It helped Virginia that it enjoyed a decided possession advantage for the rest of the half. Rubeor scored from 10 yards out on a tight angle with 10 minutes left in the second quarter to put the Cavaliers up 8-7, and Virginia quickly added two more goals to provide a margin that never fell below two the rest of the way.

“That second quarter, we probably had the ball two minutes the entire time,” Yevoli said. “That was the biggest downfall today, that we didn’t have the ball.”

Not surprisingly amid the offensive maelstrom, it was a shaky day for goalies. Syracuse’s Peter Coluccini (seven saves) was yanked at the half after surrendering 13 goals in favor of Jake Myers (six saves).

Virginia made a halftime switch of its own, replacing Kip Turner (two saves) with Bud Petit (six saves).

“I keep telling all you guys that we have a second good goalie who has looked good in practice,” Starsia said. “If the occasion calls for it, you have to have the confidence to do that.

“Bud struggled a little bit going in there and he had a couple saves later. I expect we’ll get better goal play as we go along here.”

It was Virginia’s first true test after four games against teams ranked outside the top 10, and the Cavaliers impressed at least at one end of the field.

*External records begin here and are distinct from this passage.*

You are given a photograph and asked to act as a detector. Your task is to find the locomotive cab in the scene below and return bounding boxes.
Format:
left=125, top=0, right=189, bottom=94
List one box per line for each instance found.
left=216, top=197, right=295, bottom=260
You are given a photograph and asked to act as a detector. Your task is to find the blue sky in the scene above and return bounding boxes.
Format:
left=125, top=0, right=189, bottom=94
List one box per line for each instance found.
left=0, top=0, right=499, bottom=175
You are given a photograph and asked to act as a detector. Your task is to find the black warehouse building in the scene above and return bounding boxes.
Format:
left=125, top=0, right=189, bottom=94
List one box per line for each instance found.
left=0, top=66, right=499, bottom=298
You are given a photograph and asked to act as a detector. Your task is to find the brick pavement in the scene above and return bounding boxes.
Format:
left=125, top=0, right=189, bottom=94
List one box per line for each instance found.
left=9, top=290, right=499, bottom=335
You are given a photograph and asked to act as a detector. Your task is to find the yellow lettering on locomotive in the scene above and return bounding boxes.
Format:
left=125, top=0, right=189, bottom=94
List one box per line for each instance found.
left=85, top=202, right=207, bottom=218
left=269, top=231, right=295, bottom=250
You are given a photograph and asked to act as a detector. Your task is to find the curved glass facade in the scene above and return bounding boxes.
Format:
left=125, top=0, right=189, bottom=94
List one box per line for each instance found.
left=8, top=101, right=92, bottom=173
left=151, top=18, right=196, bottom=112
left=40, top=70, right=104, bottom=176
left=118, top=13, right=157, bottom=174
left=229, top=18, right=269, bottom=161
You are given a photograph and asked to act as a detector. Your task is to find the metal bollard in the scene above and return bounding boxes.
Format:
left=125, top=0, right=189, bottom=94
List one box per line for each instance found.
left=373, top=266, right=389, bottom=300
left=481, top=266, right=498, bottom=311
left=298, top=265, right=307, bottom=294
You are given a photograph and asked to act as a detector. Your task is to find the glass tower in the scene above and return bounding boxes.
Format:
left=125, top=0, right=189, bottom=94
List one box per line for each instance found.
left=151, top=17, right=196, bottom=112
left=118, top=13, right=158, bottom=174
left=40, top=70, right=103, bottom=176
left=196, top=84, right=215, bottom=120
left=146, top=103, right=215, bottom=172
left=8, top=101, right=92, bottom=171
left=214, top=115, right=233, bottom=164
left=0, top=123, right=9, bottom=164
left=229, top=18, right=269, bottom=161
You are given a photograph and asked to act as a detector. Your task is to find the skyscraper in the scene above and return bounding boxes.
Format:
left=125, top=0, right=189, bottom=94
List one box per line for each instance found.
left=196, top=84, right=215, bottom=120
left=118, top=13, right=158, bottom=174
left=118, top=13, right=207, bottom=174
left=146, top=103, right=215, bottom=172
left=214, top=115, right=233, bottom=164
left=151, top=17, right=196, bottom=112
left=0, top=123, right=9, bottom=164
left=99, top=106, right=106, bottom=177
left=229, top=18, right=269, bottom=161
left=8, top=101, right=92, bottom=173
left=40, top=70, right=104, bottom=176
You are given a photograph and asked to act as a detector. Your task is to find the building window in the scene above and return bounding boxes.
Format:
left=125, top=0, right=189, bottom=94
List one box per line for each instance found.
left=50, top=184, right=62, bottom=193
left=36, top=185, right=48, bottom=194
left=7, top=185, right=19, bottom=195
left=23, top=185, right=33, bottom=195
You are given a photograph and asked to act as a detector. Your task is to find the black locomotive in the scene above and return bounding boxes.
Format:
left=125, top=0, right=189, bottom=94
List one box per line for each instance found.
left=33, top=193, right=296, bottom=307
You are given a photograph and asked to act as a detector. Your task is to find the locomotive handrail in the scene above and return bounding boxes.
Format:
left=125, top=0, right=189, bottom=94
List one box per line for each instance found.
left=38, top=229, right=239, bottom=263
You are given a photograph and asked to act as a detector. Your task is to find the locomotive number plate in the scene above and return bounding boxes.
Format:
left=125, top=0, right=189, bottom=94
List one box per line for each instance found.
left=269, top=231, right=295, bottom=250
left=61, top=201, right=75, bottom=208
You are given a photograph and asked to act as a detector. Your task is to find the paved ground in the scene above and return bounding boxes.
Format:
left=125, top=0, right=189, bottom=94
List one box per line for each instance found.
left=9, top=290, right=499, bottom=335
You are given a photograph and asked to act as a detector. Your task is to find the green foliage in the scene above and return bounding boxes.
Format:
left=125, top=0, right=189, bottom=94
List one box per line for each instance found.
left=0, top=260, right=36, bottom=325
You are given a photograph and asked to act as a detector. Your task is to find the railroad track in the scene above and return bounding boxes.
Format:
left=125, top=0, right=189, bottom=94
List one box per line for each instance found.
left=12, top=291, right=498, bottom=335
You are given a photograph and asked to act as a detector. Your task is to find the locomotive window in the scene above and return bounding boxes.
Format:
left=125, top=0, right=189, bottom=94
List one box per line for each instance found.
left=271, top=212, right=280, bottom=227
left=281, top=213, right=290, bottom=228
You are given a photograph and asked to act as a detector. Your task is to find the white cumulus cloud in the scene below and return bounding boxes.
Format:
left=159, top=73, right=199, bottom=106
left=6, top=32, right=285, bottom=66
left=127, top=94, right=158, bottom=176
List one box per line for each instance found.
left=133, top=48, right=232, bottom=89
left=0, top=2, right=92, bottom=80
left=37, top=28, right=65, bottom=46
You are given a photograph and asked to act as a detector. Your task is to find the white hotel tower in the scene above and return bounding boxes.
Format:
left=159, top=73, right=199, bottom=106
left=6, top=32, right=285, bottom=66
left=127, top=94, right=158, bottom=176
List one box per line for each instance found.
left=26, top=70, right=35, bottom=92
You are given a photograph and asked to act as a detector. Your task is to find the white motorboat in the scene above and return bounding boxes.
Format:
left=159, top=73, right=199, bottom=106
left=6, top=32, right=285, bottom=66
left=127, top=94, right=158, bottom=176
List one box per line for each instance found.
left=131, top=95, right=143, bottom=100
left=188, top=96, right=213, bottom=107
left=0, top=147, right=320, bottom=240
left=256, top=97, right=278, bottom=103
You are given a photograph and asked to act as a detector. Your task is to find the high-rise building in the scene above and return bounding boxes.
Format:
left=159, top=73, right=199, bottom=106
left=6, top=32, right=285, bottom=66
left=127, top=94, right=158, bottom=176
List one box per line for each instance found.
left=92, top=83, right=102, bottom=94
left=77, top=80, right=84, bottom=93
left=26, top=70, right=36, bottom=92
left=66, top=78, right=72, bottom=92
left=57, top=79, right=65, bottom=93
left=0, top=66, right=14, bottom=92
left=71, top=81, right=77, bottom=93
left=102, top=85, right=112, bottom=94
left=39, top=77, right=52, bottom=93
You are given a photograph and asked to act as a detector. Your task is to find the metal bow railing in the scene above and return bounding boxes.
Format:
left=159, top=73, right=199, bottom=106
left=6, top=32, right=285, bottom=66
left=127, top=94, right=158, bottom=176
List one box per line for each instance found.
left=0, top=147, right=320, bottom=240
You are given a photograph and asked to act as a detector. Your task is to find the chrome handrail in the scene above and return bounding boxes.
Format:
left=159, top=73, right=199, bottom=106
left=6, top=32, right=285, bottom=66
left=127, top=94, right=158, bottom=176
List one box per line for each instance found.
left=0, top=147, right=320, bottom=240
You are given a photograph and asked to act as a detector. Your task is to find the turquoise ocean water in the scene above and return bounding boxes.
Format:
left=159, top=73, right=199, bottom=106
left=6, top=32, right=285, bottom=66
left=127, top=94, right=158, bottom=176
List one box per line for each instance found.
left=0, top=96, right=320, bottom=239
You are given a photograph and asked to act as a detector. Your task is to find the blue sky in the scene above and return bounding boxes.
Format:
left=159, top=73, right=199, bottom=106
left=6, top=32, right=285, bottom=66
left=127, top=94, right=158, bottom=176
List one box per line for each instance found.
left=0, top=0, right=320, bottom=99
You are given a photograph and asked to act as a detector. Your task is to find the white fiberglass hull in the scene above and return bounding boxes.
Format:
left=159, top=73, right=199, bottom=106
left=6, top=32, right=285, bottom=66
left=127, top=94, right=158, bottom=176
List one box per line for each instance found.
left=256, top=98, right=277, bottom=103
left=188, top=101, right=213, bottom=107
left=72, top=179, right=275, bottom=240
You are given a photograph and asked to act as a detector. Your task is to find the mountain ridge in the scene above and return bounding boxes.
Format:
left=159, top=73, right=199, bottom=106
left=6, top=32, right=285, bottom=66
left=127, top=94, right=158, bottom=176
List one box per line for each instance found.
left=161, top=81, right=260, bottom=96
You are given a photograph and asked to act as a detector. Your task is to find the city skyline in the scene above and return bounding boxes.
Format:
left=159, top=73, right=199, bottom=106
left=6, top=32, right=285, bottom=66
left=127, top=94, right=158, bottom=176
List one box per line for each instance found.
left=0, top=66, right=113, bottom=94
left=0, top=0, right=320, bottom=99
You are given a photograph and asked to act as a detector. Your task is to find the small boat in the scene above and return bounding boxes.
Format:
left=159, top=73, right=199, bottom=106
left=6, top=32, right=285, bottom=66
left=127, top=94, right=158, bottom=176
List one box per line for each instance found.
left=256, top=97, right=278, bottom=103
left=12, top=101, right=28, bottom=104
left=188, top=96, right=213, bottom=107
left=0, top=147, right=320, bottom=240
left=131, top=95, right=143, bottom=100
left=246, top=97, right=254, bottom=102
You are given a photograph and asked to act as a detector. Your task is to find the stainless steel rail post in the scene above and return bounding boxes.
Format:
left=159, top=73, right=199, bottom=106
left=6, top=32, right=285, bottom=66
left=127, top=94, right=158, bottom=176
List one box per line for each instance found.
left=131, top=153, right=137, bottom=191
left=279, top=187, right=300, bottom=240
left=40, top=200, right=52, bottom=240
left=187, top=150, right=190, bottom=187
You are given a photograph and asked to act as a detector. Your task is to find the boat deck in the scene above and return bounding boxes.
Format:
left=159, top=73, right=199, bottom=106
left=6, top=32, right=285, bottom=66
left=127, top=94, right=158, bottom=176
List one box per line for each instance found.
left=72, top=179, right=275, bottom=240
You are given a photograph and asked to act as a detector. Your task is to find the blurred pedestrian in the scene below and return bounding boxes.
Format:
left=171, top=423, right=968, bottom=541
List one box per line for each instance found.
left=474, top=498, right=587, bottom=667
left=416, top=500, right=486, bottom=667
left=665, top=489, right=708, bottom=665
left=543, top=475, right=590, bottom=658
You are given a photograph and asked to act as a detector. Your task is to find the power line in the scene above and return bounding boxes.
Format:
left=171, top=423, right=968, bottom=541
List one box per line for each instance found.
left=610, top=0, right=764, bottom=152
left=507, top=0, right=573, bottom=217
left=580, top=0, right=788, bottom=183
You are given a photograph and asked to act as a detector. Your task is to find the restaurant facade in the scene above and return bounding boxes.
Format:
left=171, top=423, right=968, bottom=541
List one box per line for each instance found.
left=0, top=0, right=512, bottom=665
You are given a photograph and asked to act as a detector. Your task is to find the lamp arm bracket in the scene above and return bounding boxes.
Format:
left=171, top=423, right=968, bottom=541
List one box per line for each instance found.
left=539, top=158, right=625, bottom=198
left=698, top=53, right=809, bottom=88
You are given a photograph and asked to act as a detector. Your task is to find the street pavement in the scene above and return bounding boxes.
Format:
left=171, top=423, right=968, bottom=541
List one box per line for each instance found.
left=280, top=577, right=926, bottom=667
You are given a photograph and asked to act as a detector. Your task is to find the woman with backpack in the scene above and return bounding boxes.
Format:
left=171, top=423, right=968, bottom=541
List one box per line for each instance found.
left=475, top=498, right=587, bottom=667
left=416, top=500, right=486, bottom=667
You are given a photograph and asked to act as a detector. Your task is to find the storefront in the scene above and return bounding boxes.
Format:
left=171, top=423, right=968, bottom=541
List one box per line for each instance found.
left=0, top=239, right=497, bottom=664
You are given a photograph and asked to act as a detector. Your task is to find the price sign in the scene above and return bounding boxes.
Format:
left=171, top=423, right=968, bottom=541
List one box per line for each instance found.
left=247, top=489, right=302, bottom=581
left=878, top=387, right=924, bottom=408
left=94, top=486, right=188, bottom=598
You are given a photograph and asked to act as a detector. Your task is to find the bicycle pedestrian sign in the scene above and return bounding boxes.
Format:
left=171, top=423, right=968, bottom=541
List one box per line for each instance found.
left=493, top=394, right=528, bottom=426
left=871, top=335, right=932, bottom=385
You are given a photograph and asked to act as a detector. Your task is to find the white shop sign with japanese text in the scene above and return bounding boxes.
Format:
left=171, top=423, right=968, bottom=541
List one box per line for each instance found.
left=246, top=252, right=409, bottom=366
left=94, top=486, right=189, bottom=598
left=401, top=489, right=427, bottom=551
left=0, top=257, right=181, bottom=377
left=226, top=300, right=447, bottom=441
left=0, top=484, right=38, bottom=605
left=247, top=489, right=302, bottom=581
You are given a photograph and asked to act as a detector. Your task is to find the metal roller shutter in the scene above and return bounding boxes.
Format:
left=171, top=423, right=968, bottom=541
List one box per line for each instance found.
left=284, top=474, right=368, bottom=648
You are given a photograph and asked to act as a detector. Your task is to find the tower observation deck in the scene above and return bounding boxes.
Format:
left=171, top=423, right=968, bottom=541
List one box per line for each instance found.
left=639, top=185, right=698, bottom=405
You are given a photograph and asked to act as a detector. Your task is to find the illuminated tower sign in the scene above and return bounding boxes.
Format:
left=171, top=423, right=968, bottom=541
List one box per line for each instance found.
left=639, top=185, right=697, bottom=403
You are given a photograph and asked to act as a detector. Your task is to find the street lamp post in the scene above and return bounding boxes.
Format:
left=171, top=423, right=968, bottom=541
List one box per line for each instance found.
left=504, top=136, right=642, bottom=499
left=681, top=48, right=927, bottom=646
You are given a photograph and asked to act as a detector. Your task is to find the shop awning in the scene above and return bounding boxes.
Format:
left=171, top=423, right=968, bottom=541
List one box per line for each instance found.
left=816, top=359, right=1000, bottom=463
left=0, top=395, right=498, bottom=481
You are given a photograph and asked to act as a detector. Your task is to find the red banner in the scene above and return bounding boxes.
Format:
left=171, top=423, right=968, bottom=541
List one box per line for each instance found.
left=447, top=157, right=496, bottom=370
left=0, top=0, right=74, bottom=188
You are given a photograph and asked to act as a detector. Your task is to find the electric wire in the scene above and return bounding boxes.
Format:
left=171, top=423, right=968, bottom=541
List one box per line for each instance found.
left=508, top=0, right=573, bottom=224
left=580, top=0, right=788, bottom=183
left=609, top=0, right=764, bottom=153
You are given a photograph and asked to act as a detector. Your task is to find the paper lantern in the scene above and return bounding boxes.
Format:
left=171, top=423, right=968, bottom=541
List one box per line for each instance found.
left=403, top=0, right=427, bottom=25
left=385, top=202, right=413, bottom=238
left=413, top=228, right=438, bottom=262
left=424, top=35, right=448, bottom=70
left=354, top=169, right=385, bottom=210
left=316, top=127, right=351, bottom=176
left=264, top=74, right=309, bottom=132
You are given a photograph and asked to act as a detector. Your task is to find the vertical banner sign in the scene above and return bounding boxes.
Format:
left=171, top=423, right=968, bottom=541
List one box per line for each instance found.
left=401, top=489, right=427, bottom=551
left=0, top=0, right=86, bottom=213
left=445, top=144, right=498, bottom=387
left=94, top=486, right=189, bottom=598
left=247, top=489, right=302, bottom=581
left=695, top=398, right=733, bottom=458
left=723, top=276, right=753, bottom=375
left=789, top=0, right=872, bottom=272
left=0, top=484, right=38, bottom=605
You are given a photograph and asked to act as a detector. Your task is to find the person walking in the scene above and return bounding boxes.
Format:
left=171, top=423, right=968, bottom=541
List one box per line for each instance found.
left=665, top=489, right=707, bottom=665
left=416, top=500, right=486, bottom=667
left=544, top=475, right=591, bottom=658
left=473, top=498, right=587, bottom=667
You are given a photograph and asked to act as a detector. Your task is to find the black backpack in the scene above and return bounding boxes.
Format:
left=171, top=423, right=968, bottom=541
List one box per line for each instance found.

Virginia effectively utilized its top seven offensive players, putting slick freshman Garrett Billings on the second midfield line at times now that Rubeor has returned after missing two games with a sprained ankle.

The Cavaliers also exposed a Syracuse defense that never entirely jelled last year as the Orange missed the final four for the first time since 1982. It’s far too early to believe Syracuse will struggle again, but it is clear its defense must improve before May.

“That’s two pretty good offenses,” Syracuse defenseman Steve Panarelli said. “I don’t think the defenses are that bad. I think there’s a lot of good defensemen out there and a lot of talent. Those offenses were hitting corners and throwing it in good spots. When people are on like that and they don’t miss their shots, there’s not much you can do.”